Abstract Mudstone strata are important components of extensional basins and play an important role in both hydrocarbon migration and preservation. However, studies on the architecture and evolution of faults across mudstone strata have not been conducted because of the influence of traditional views on mudstone sealing. Based on the core samples of the fault zone, we studied the architecture and evolution of growth faults across the mudstone strata using core sample scanning, petrology microscopes, and X-ray diffraction. During the plasticity–semi-plasticity, semi-consolidated, and consolidation stages, soft-sediment deformation structures (fossil body distortion, dike deformation, rearrangement of ooids), fracture and breccia successively formed. In the hanging wall damage zone and the fault core, fractures with a set of similar strikes are filled with calcites or dolomites, and they are then filled with clays or sands in the footwall damage zone with two groups of different strikes.
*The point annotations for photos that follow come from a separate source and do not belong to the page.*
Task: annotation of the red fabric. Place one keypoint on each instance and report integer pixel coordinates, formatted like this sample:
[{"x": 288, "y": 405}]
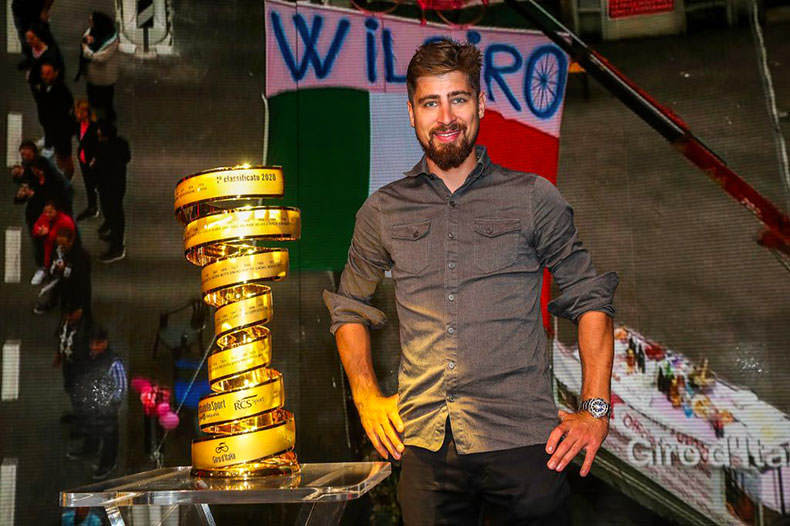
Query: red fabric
[
  {"x": 61, "y": 221},
  {"x": 519, "y": 147},
  {"x": 83, "y": 128}
]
In the fault core and the damage zone, breccias have different spatial distribution, mineral composition, and relative clay mineral content because of different causes. The number of breccia belts, which formed in the late stage, in the hanging wall damage zone is considerably less than that in the footwall damage zone primarily because of the uplift of salt gypsum in the footwall of the fault. As the displacement of growth faults gradually increases, the fault width rapidly increases in the early-middle stages, and it shrinks in the late stage, which may be that the activity intensity of the contemporaneous fault decreases rapidly after the Ed. The growth fault architecture that directly affects the permeability of mudstone strata emphasizes the need to re-evaluate fluid migration and sealing along faults in extensional basins.